Audiences paying to see Last Christmas got more than a yuletide romance.
The film, starring Emilia Clarke and Henry Golding, toes a politically correct line. That includes broadsides against Brexit and clunky pleas for tolerance. Tolerance for the pro-Brexit movement, apparently, proved in short supply.
Audiences were similarly scarce.
The film opened to a modest $11 million earlier this month despite the Christmas trappings and lack of rom-com competitors. It slid downhill from there, with a current domestic haul of $27.9 million after 14 days of release. Universal, the studio behind Last Christmas, yanked it from more than 1,000 theaters this weekend.
That’s a studio waving the white flag just as the holiday season is heating up.
The failure marks the latest attempt to woke up the film-going experience. Recent films like Long Shot, Late Night, Booksmart and Charlie’s Angels inserted overt lectures into their screenplays. More often than not, the box office results proved abysmal.
Even the left-leaning critical community threw up its hands over the tactic. Britain’s Sun review proved devastating.
“Last Christmas is the worst festive film I have ever seen … It’s a woke, remoaning, overly politically correct mess of a movie that manages to suck every inch of fun, joy and togetherness out of the season where we should be jolly.”
Rolling Stone magazine gave the film one star.

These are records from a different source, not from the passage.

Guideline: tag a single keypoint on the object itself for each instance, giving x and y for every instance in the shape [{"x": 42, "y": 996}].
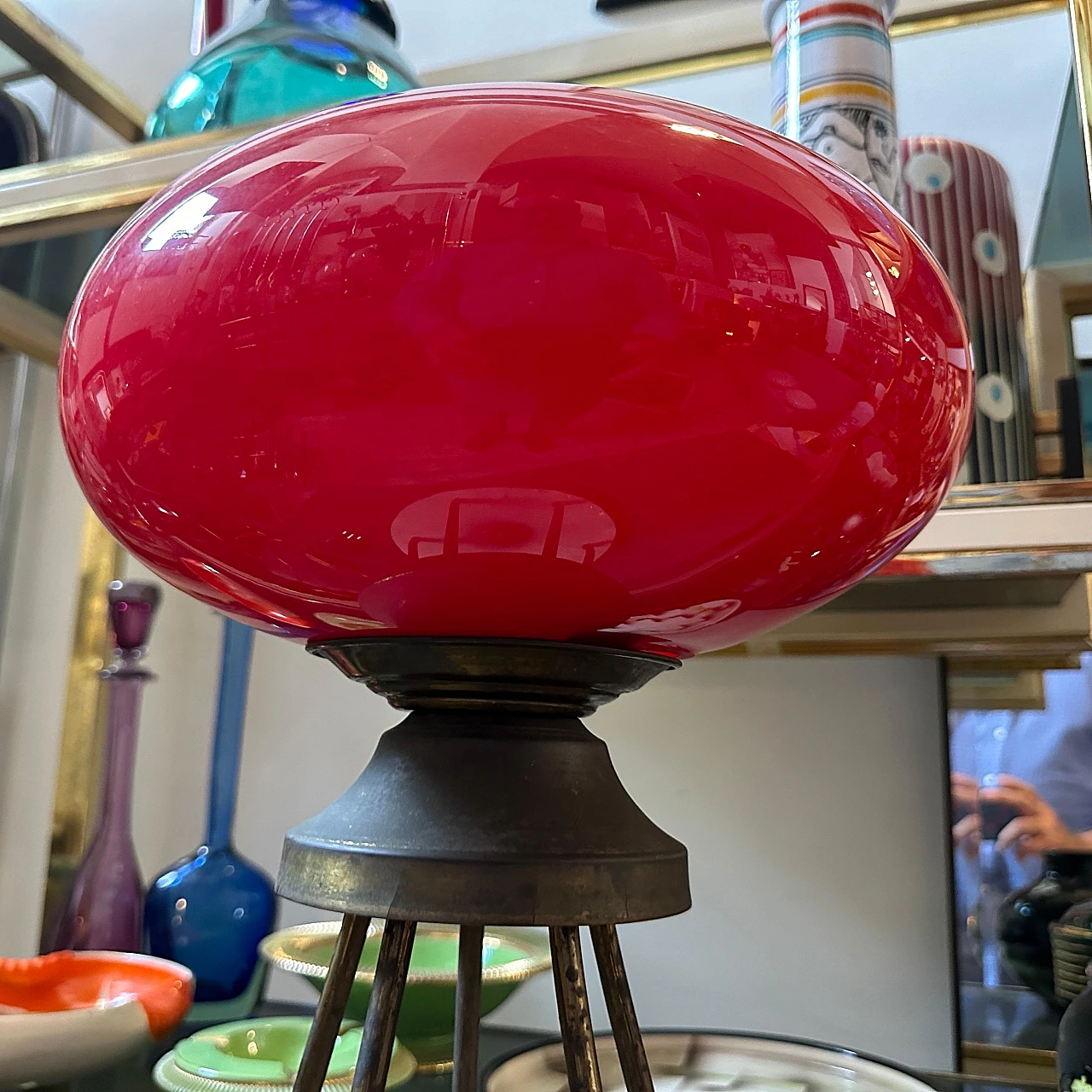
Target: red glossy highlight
[{"x": 517, "y": 361}]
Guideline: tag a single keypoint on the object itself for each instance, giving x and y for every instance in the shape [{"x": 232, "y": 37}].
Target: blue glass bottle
[
  {"x": 285, "y": 57},
  {"x": 210, "y": 909}
]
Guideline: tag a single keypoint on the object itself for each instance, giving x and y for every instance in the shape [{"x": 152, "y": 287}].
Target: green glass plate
[
  {"x": 264, "y": 1053},
  {"x": 427, "y": 1018}
]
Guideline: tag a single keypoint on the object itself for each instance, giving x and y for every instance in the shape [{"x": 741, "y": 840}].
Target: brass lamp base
[{"x": 490, "y": 805}]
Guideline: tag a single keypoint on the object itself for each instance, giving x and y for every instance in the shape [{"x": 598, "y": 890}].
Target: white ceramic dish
[{"x": 686, "y": 1061}]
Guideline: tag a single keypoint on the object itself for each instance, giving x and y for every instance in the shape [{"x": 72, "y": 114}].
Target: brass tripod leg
[
  {"x": 635, "y": 1064},
  {"x": 328, "y": 1016},
  {"x": 386, "y": 990},
  {"x": 576, "y": 1017},
  {"x": 468, "y": 1008}
]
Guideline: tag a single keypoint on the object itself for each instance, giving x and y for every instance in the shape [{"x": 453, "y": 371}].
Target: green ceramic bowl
[
  {"x": 427, "y": 1019},
  {"x": 239, "y": 1056}
]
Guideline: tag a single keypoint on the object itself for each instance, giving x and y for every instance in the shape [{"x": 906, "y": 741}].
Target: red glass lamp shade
[{"x": 518, "y": 361}]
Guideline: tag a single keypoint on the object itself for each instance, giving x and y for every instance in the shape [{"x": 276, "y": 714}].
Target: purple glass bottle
[{"x": 105, "y": 907}]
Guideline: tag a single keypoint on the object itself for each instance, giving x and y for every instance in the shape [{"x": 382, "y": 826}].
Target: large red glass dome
[{"x": 518, "y": 361}]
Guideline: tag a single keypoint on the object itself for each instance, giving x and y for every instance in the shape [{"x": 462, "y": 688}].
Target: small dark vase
[
  {"x": 104, "y": 905},
  {"x": 1075, "y": 1045},
  {"x": 1025, "y": 916},
  {"x": 210, "y": 909}
]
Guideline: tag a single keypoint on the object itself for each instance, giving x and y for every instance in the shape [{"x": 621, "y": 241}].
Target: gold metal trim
[
  {"x": 276, "y": 950},
  {"x": 100, "y": 189},
  {"x": 50, "y": 55},
  {"x": 1080, "y": 26},
  {"x": 82, "y": 736},
  {"x": 28, "y": 328},
  {"x": 1007, "y": 494},
  {"x": 755, "y": 53},
  {"x": 43, "y": 219}
]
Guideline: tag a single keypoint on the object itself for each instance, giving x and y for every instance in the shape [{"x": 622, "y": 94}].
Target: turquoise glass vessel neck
[
  {"x": 227, "y": 740},
  {"x": 285, "y": 57}
]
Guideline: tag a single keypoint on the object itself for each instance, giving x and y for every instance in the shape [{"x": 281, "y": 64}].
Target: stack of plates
[
  {"x": 1072, "y": 946},
  {"x": 711, "y": 1061}
]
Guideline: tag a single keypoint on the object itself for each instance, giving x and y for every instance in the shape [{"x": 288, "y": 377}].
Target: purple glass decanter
[{"x": 105, "y": 907}]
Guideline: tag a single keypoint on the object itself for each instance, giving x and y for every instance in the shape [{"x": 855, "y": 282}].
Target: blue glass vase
[
  {"x": 210, "y": 909},
  {"x": 285, "y": 57}
]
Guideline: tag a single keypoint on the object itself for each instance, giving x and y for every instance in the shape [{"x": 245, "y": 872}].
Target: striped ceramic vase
[
  {"x": 959, "y": 200},
  {"x": 833, "y": 84}
]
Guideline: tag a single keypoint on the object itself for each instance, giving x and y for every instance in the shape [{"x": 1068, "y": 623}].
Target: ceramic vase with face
[
  {"x": 959, "y": 199},
  {"x": 833, "y": 88}
]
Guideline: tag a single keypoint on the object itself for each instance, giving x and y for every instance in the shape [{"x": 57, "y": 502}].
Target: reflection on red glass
[{"x": 518, "y": 362}]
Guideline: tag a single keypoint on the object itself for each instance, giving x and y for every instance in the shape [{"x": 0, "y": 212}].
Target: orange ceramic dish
[{"x": 73, "y": 1013}]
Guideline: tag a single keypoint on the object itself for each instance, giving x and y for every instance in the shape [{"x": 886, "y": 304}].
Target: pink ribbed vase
[{"x": 959, "y": 199}]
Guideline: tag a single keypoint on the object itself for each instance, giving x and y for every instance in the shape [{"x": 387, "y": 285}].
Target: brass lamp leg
[
  {"x": 635, "y": 1064},
  {"x": 468, "y": 1008},
  {"x": 386, "y": 990},
  {"x": 334, "y": 997},
  {"x": 576, "y": 1018}
]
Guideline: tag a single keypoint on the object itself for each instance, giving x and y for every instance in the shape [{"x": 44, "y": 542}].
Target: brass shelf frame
[{"x": 46, "y": 53}]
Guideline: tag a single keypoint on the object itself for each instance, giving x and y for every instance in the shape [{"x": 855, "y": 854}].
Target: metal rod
[
  {"x": 576, "y": 1018},
  {"x": 332, "y": 1002},
  {"x": 468, "y": 1008},
  {"x": 1080, "y": 28},
  {"x": 386, "y": 989},
  {"x": 635, "y": 1064}
]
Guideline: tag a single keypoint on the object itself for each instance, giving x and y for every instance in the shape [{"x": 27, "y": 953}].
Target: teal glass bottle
[{"x": 285, "y": 57}]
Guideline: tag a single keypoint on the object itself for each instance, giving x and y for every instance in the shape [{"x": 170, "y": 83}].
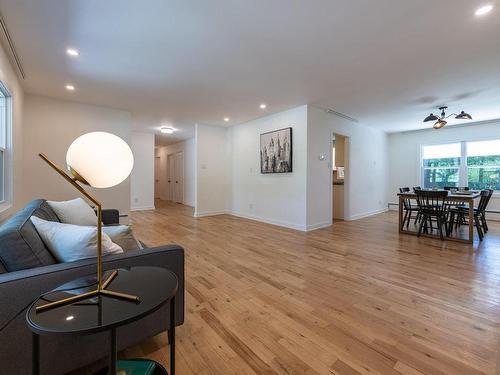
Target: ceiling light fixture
[
  {"x": 440, "y": 120},
  {"x": 483, "y": 10},
  {"x": 166, "y": 130},
  {"x": 72, "y": 52}
]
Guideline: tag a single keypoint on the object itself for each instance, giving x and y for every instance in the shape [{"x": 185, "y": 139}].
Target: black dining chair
[
  {"x": 432, "y": 206},
  {"x": 459, "y": 214},
  {"x": 483, "y": 215},
  {"x": 409, "y": 209}
]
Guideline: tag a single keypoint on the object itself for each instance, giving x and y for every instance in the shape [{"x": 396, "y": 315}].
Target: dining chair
[
  {"x": 409, "y": 209},
  {"x": 483, "y": 215},
  {"x": 459, "y": 214},
  {"x": 432, "y": 206}
]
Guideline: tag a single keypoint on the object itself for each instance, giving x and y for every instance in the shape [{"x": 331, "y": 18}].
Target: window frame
[
  {"x": 6, "y": 148},
  {"x": 463, "y": 176}
]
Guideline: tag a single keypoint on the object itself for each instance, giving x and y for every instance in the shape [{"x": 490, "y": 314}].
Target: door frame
[
  {"x": 171, "y": 186},
  {"x": 347, "y": 174}
]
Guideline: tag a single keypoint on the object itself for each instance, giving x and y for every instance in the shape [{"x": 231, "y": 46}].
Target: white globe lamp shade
[{"x": 101, "y": 159}]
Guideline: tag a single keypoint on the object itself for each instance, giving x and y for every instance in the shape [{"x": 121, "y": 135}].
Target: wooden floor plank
[{"x": 354, "y": 298}]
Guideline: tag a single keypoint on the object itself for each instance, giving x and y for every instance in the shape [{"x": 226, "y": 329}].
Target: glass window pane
[
  {"x": 484, "y": 178},
  {"x": 1, "y": 176},
  {"x": 451, "y": 150},
  {"x": 483, "y": 148},
  {"x": 477, "y": 161},
  {"x": 440, "y": 177},
  {"x": 443, "y": 162}
]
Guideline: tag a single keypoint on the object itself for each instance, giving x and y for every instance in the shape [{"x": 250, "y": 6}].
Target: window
[
  {"x": 472, "y": 164},
  {"x": 483, "y": 165},
  {"x": 441, "y": 165},
  {"x": 5, "y": 130}
]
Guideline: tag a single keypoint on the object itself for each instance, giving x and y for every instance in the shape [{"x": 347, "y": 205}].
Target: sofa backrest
[{"x": 20, "y": 245}]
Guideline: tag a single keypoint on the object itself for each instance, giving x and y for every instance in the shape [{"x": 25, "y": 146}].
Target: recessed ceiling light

Last Christmas is bad. Incredibly, shockingly, monumentally bad. The kind of bad that falls somewhere between finding a lump of coal in your stocking and discovering one painfully lodged in your rectum. The kind of bad that you get when you bring together people of enormous talent and then are forced to watch them flail around, lost and flop-sweat desperate, attempting to make a romantic comedy that is mind-bogglingly short of both elements. The kind of bad where you might literally hear the tolerance messaging — same-sex unions, homelessness, anti-immigrant prejudice, Brexit — being ticked off a checklist were it not drowned out by the sound of everyone patting themselves on the back.
When liberal film critics call out a film for its uber-wokeness, there’s a problem afoot.
US Weekly, hardly a bastion of conservative commentary, also slammed the film’s clumsy political themes.
Perhaps actress-co-screenwriter Emma Thompson realized the romance was a dud. This would explain why she decided to cram in about 12 assorted subplots — including the plight of homelessness, a closeted lesbian sister, alcoholism, serious cardiovascular issues, Yeoh’s romance with a Swedish man who likes sauerkraut and immigrant shame in the age of Brexit.
“I think [the political references] are very lightly brushed in. Because our main character is the daughter of immigrants, it would be very difficult to tell this story without mentioning, at least, the fear that people have who are immigrants with Brexit.
“Because it’s set in a very particular time as well, it’s set in 2016, we couldn’t avoid it. Having it not there would’ve been slightly psychotic. And I think what’s more important about what’s under the fun of the movie is a message about kindness.”
Who doesn’t want a one-sided lecture in the middle of their yuletide rom-com?
Rom-coms have been in trouble for some time now. Last year’s Crazy Rich Asians (which featured Last Christmas star Golding) briefly brought it back from the cinematic abyss. More often, streaming outlets like Netflix provide the rom-com stories studios mostly abandoned.
Still, the rom-com isn’t meant for divisive politics, at least until recently. Most romances help new or fledgling couples find a romantic boost.
Imagine watching Last Christmas on your favorite streaming service in five or 10 years. The movie’s messaging will feel out of place, distracting even, as you try to enjoy the stars’ budding romance.